Por causa da pandemia em andamento, nossos planos de como chegar ao Polarstern tiveram que ser adaptados várias vezes. O plano original era congelar intencionalmente o navio de pesquisa no gelo, à deriva com um bloco de gelo (uma camada sólida de gelo flutuante) pela bacia do Ártico por um ano inteiro. Minha parte da viagem (4ª pernada de 5 no total) deveria se encontrar em uma pequena ilha a meio caminho entre a Noruega e o Pólo Norte, chamada Svalbard. A partir daí, deveríamos voar para o manto de gelo no início de abril, quando o gelo seria espesso o suficiente para suportar um avião. Devido ao fechamento das fronteiras, não pudemos entrar em Svalbard, então um novo plano foi feito, para que um navio “ice-class” de pesquisa sueco nos levasse ao Polarstern. Infelizmente, o novo coronavírus também estragou esse plano. Embora o Polarstern seja o principal navio quebra-gelo de pesquisa alemão, eles também possuem navios de pesquisa menores mas que não são capazes de quebrar o gelo espesso. A solução final foi dividir os cientistas e a tripulação em dois navios para viajarem juntos até um fiorde em Svalbard e aguardar a chegada do Polarstern. Libertar-se do gelo em que estava congelado nos últimos 7 meses demorou mais do que o esperado, e meu grupo de cientistas esperou mais de uma semana a bordo do Maria S. Merian.

Fotografia de uma paisagem ártica. Um céu azul com muitas nuvens brancas ocupa cerca de dois terços do quadro. Na parte inferior, à esquerda está o navio de pesquisa Maria S. Merian e à direita o navio de pesquisa Sonne. No fundo, há montanhas cobertas de neve.

Os navios de pesquisa alemães Maria S. Merian (à esquerda) e Sonne (à direita) estão prontos para entrega de pessoal e suprimentos em um fiorde em Svalbard.

Crédito da foto: Katyanne Shoemaker ( licença CC BY 4.0)

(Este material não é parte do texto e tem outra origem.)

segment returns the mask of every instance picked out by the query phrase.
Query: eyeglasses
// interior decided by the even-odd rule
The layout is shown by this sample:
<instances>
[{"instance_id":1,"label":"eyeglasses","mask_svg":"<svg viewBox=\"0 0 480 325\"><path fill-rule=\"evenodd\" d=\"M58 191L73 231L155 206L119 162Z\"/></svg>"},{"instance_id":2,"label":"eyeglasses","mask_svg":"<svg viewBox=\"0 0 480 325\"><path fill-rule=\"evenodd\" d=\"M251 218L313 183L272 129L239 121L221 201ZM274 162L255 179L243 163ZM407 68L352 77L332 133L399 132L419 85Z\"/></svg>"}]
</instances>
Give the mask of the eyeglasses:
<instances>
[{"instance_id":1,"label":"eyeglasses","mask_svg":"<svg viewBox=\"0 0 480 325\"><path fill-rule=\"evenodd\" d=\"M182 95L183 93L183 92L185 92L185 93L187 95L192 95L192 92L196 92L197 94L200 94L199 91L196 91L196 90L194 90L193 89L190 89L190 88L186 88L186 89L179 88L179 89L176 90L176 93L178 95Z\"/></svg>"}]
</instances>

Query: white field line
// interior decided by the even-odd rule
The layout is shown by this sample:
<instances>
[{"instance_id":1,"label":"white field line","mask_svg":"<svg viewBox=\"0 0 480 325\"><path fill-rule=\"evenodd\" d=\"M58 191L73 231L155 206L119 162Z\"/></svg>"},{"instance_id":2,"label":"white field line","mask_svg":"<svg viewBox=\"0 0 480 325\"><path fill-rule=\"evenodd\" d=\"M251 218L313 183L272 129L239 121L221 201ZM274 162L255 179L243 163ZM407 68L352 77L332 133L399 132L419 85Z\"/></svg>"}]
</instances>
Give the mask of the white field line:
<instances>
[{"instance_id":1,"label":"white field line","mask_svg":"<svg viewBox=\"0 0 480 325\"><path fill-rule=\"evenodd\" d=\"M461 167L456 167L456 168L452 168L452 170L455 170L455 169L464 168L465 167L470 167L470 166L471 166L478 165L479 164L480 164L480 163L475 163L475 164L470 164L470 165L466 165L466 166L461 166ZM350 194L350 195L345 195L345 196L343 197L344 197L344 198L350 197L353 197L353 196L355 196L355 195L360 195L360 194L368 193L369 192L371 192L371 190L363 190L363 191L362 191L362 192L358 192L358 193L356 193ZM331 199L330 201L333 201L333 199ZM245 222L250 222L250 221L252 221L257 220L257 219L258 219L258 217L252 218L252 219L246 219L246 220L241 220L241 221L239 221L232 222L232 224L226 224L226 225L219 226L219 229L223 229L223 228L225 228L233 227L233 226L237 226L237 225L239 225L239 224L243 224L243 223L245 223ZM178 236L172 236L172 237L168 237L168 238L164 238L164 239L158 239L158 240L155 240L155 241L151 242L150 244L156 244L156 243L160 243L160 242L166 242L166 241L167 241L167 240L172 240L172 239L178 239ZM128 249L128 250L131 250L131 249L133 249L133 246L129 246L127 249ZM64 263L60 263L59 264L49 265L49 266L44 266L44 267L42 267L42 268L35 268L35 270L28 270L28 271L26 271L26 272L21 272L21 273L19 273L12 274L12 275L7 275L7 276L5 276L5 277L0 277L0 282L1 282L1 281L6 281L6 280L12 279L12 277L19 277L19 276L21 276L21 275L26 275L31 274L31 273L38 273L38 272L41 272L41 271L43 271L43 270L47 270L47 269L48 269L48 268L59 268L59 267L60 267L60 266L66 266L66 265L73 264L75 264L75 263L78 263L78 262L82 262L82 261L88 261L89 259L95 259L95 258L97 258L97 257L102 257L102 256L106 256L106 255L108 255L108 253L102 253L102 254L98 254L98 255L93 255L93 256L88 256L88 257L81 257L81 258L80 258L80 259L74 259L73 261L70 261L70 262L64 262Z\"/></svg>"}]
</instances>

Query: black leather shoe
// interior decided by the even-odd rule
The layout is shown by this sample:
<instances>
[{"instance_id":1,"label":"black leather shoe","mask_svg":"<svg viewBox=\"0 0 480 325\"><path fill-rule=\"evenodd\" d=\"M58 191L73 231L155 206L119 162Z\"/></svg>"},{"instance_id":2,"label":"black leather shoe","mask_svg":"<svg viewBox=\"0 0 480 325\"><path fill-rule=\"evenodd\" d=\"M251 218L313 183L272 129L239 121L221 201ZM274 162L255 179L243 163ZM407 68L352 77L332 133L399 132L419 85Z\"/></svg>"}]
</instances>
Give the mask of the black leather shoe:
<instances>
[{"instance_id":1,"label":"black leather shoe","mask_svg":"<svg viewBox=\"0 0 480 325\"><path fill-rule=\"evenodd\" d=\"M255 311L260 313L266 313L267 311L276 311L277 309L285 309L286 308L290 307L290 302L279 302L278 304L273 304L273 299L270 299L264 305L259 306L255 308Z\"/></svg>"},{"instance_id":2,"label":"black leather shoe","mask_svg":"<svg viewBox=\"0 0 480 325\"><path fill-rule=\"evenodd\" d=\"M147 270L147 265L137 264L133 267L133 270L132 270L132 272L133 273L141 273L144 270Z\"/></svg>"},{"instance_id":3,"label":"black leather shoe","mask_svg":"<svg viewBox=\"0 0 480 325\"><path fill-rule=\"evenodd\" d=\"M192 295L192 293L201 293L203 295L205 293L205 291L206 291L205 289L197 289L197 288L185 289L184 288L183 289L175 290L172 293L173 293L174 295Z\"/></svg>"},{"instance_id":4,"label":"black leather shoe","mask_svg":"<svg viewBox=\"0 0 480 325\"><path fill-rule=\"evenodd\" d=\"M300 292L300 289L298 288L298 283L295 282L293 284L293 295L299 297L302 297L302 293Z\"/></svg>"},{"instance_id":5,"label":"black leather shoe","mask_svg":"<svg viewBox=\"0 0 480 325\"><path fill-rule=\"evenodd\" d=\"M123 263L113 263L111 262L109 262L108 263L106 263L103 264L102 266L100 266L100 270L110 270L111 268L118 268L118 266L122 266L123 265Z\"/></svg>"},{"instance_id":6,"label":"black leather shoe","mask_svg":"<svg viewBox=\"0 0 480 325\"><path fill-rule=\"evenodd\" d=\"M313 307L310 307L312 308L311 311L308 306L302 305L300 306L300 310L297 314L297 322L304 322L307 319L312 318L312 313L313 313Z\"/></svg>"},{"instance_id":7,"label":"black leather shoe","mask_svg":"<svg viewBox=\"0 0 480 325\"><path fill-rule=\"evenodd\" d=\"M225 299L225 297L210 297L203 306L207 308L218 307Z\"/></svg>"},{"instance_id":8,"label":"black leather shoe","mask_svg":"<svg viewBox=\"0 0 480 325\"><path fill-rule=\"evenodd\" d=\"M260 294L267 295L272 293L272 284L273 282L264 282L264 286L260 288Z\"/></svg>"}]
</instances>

A paisagem ao nosso redor era de tirar o fôlego. Estávamos cercados por montanhas cobertas de neve e baleias fin, minke e jubarte, que ocasionalmente apareciam ao nosso redor. Havíamos entrado no círculo ártico e, como era verão, tínhamos 24 horas de luz do dia. As condições de vida eram interessantes: já que o navio não era projetado para tantas pessoas, trouxeram contêineres adaptados com beliches e banheiros. Apesar dos aposentos apertados, todos estavam alegres. A “vida no contêiner”, como a chamávamos, nos aproximou mais nas áreas comuns. As apresentações científicas eram tranquilas e a única competição era de ver quem se divertia mais com elas. Alguns de nós davam aulas de ioga e aeróbica para manter a forma pela manhã (minha primeira vez sendo instrutora de Zumba e ioga!), brincávamos de jogos, assistíamos filmes e fazíamos festa à noite. Ao contrário do resto do mundo, pudemos nos abraçar e conversar livremente, sem máscaras ou 1,5 metros de distância. Tínhamos feito tanto para chegar até aqui e, na manhã de 4 de junho, chegou o Polarstern! Trocamos carga e pessoal nos dias seguintes e, finalmente, estávamos prontos para começar nossa pesquisa!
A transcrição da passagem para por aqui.